You see those YouTube videos every year of folks deep-frying magnificent turkeys with golden skin and think, Wow, that looks delicious!

Or maybe you think, Wow, it looks scary as you watch videos of disasters where everything bursts into flames. In any case, you’re tempted to fry the turkey this year because, let’s face it, it’s the tastiest bird you’ve ever had.

This is the time to purchase a turkey fryer kit if you don’t already have one. This includes a burner with a gas gauge, a sizable pot, and a few necessary extras like a chicken stand, a hook for extracting it, a glove to protect your hands from burns, an injector for seasoning it, a deep-fry thermometer, and more.

Don’t cut corners; buy the greatest kit you can afford, and assemble it well in advance of the big event. To make sure there are no leaks, you must check the hose for the gas connection. Additionally, you should confirm that you comprehend the directions.

If you do, take it out of the shed or garage, clean it out, and check the connections. Make sure everything is in working order.

The executive chef of Wild Fork, Jacqueline Kleis, also suggests assessing your outdoor cooking space to make sure it’s suited for deep-frying. “Plan the stable, open area where you will put the deep fryer. Those videos on YouTube? For a variety of causes, most of them are user error, but unstable ground is one of them. Overflowing oil is another.

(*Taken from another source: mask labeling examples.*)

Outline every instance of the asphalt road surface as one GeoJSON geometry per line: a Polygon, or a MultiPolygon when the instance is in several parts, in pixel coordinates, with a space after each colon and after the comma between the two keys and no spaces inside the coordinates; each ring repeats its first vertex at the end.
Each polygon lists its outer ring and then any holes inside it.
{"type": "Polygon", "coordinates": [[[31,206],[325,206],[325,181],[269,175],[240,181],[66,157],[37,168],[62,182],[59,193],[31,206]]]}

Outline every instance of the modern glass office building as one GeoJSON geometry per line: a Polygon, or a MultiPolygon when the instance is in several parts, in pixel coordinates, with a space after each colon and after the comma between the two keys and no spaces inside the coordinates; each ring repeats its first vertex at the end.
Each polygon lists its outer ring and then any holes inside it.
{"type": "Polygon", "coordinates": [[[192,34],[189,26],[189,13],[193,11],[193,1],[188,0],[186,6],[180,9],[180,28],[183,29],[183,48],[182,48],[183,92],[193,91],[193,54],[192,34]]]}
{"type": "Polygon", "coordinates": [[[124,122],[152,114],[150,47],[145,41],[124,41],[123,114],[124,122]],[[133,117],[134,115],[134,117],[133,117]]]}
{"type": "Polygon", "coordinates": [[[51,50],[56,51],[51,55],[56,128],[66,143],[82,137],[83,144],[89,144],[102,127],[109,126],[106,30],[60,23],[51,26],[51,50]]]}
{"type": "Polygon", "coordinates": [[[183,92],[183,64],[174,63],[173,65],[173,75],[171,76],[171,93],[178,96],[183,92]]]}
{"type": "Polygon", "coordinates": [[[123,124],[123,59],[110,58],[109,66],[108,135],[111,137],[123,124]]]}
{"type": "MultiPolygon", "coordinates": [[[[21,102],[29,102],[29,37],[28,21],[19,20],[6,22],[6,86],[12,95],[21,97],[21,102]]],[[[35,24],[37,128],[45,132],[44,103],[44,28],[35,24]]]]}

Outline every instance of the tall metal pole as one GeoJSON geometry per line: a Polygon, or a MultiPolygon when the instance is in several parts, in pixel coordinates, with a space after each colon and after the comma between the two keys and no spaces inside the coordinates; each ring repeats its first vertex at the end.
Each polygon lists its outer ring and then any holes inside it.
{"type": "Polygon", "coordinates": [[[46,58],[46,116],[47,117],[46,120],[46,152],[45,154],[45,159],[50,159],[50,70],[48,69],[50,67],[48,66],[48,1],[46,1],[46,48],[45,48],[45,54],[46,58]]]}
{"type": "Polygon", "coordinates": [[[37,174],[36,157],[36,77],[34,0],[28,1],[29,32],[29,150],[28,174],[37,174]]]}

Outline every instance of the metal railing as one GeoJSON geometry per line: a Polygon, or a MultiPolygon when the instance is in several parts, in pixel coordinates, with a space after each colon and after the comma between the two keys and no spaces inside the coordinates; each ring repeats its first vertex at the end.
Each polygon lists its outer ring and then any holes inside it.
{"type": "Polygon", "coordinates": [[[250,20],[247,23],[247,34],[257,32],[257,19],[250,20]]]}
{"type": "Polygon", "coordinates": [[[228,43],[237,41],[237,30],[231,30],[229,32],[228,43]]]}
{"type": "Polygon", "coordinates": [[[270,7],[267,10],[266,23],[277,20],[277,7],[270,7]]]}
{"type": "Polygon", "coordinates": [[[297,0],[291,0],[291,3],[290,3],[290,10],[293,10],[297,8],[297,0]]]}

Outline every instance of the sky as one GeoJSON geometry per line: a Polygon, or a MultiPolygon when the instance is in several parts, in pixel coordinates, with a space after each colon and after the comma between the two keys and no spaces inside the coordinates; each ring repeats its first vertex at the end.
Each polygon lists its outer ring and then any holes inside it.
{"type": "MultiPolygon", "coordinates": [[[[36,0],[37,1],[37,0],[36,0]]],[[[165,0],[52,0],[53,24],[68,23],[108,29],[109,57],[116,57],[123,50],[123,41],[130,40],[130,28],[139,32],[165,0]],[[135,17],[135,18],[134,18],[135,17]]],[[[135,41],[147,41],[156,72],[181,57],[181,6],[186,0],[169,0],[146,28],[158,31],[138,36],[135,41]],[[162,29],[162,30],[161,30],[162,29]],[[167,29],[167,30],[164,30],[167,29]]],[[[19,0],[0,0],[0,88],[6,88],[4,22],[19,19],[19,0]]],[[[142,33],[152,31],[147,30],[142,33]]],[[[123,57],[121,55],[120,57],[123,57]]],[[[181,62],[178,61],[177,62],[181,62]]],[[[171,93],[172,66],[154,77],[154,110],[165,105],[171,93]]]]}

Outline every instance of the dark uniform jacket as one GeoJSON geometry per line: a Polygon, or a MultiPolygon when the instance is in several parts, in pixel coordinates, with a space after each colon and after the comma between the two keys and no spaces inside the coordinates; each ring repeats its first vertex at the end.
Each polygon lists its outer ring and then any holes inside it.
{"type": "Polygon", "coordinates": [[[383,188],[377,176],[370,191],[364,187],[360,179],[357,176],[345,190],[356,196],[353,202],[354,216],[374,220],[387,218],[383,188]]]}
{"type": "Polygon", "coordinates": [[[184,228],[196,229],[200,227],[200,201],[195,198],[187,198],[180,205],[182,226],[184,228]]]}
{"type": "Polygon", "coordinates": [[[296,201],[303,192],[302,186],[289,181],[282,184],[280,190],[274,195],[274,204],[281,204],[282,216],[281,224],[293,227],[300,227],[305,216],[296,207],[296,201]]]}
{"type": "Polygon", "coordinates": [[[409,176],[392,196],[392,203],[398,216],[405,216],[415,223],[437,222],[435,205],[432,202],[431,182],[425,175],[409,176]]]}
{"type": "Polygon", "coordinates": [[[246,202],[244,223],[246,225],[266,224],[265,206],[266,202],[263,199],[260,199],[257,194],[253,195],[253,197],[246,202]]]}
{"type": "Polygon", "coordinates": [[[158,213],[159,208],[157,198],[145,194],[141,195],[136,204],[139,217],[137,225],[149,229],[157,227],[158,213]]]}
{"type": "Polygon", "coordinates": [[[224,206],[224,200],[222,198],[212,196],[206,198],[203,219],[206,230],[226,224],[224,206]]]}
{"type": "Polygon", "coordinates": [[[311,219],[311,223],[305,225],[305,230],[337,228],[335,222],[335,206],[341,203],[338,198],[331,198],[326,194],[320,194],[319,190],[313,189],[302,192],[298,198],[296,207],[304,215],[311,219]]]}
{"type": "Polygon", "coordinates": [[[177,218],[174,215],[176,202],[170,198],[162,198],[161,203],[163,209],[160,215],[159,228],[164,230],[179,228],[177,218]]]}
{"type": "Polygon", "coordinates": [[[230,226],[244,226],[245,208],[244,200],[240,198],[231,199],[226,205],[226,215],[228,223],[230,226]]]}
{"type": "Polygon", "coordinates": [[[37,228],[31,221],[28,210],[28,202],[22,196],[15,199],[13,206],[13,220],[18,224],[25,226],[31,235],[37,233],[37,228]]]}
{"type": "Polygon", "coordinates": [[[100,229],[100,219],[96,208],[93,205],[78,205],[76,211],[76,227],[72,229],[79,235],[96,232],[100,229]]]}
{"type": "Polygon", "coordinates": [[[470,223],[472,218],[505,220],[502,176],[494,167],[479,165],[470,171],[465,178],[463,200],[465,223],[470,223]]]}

Last but not least, purchase the oil you’ll need right away—most fryers like peanut oil—before it runs out. Roby advises purchasing more items to have on hand in case. For unanticipated circumstances, such as spilled oil or broken fryer parts, she advises purchasing extra cooking fuel and heat sources in advance. This provides you with a preliminary idea of the ingredients your prep station and cooking day will require.

You may keep them till the following year if you don’t utilize them. “I usually get my Thanksgiving supplies and decorations the week following Thanksgiving (because most are on sale) and store them till the following year!”


Like a deep fryer, Roby advises, “Buy your barbecue smoker immediately.” “Prior to the big day, you should have the opportunity to practice and season the inside. For Thanksgiving, pellet smokers provide delicious turkey and sides.”

There are many different types of smokers on the market, so you are not need to purchase a pellet smoker. However, whatever kind you choose to purchase, be sure to use the proper fuel, such as charcoal, wood chips, or pellets. You could also want to purchase a rub or smoking salts. For freshness, store any rub you prepare in advance in the freezer.

Kreis urges you to once more survey your outdoor cooking area to see where a smoker would be most safely positioned. She also advises purchasing a smoking rack, a large, heavy fork, a carving knife, and a thermometer if you don’t already have any of these items. For the most accurate assessment of the smoker temperature as well as the interior temperature of the bird, try utilizing a thermostatic thermometer with immersion probes. Many of these are smart thermometers that you can scan and modify from the convenience of your living room or kitchen by connecting them to your phone.


Kleis suggests purchasing “a roasting pan at least three inches deep with a removable rack” if you decide to follow the conventional way. The measurements she suggests per pound are as follows:

8-10 lbs (small) 10″ x 14″ x 3″
12–14 lbs. (medium) 14 pounds and up (big) 16″ x 10″ x 3″ 18″ x 12″ x 4″
Additionally, ensure sure your thermometer is functional by testing it. (Conduct an ice test. A glass of water should have ice in it. After five minutes, insert the thermometer. It ought to say 32°F. If not, the thermometer is not correctly reading the temperature.)

If not, make a new one and cover the top of the bird with thick aluminum foil. A baster and supplies like broth are also necessary.

You can also buy any boxed, bottled, or canned ingredients that you know you’ll need for the stuffing, gravy, and sides at this time, like as bone broth, your preferred brand of stuffing croutons, and jellied cranberry sauce. And, of course, the green bean casserole, which, no matter how you make the turkey, would simply not be Thanksgiving without the addition of fried onions and cream of mushroom soup.